On our first day in Beni, we met with several of the leaders of the Congo Initiative and the UCBC and got to see the university for the first time. What an amazing place it is! The university is absolutely alive with over 400 students. We met David Kasali, the founder of the ministry, and his wife Kaswera, and learned from them the vision that God has placed on their hearts to start the Congo Initiative. David told us a bit of his story and spoke of how he was a slave to his wallet, how he had a dream of getting away and having the American dream, and that he actually succeeded. When the war broke out in the Congo however, he found that he was being called back to serve his home country of the DRC. Over time he gathered together a group of several indigenous Christian leaders, and after much delegation and prayer, they came up with what was to be the Congo Initiative. It has the ultimate goal of raising up educated, indigenous Christian leaders to influence and transform their communities and the country that is the Congo. It works to accomplish its mission through the work of various centers that aim to educate and influence not only students, but people in the community as well. Their main energies have been put towards establishing the university, and we can already see the fruits of their work just by walking around the campus and talking to the students. I recall very clearly something that Mary said to us that day. She said that the direction that Congo would take in the future was a precedent for what would happen to the world. Why? It is because the Congo is the most untouched territory in the world, and also the most rich in untapped resources. The Congo Initiative wants to claim the Congo and its future for God.
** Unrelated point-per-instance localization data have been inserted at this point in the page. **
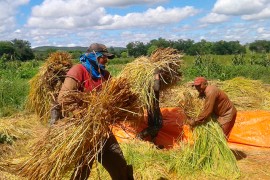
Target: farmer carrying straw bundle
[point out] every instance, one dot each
(217, 104)
(86, 77)
(154, 115)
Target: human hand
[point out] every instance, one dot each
(191, 122)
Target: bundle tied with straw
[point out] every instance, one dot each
(209, 150)
(81, 135)
(247, 94)
(140, 73)
(45, 85)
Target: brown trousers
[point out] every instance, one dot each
(111, 158)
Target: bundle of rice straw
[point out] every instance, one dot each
(209, 150)
(13, 130)
(140, 73)
(247, 94)
(83, 133)
(45, 85)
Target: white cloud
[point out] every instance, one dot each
(74, 15)
(149, 18)
(260, 30)
(264, 14)
(214, 18)
(8, 11)
(122, 3)
(239, 7)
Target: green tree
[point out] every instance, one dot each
(260, 46)
(23, 51)
(7, 50)
(136, 49)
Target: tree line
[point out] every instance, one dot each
(203, 47)
(21, 50)
(16, 50)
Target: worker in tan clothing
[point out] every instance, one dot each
(216, 104)
(88, 76)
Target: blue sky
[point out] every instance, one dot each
(118, 22)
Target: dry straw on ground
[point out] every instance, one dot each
(82, 134)
(247, 94)
(45, 85)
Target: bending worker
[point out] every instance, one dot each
(216, 103)
(88, 76)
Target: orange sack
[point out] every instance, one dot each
(251, 128)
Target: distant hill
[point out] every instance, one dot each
(75, 48)
(45, 48)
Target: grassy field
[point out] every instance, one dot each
(14, 76)
(148, 162)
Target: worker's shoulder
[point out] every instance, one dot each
(76, 68)
(210, 89)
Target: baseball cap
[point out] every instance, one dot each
(100, 48)
(199, 81)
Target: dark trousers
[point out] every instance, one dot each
(227, 127)
(111, 158)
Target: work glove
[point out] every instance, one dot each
(191, 122)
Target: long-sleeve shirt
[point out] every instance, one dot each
(217, 102)
(79, 79)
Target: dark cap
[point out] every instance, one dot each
(100, 48)
(199, 81)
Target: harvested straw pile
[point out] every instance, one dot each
(45, 85)
(10, 131)
(140, 73)
(83, 133)
(247, 94)
(209, 150)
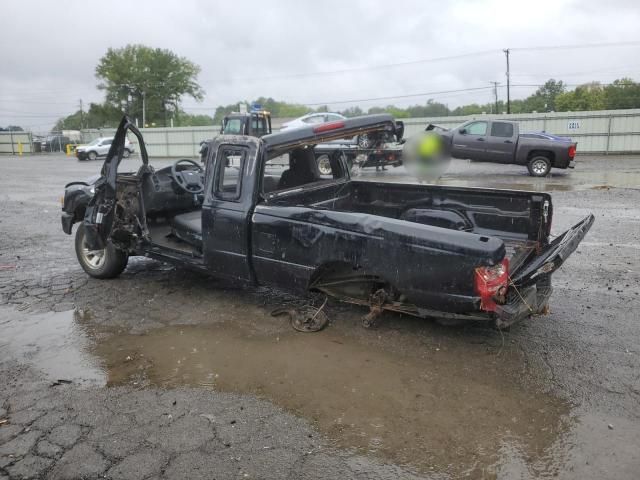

The vision is a big one, and they have a mountain ahead before they will reach their goal of being a full-fletched university campus with significant community participation and outreach. They are currently constructing a large community center. We got a tour of the unfinished building and it really was a lesson for me to see how they have to use whatever they have immediately available. They have to do things like pour their own concrete blocks and weld their own windows and doors. We heard stories of how students and people in the community are helping to build the center because they know that in the future it will serve their children and grandchildren. Everyone in the school and community will be able to point at a brick on the building and call it their part. That is how this vision will come to a reality: one brick, encouragement, donation, prayer at a time.
That night we headed home with our minds spinning from all of the information we had gathered that day! Not only did we take everything in and process it, we also began asking questions about the CI-UCBC’s specific needs, not only immediate, but also what they are imagining for the future. For our daily devotions we studies Psalm 139. It is an excellent reminder that God knows us, cares for us, and has a plan and purpose for us. I am hoping to memorize this verse before I head home. Sometimes I think we don’t fully register the fact that we are ‘beloved’, and that it is in this love that we can fully extend the love of Christ to others. I really like a quote that they have here and there on the walls around the existing building of UCBC: ‘Être transformé pour transformer’, ‘Being transformed to transform’. Today by getting to know this ministry and the people behind it I got a taste of what true selfless love is.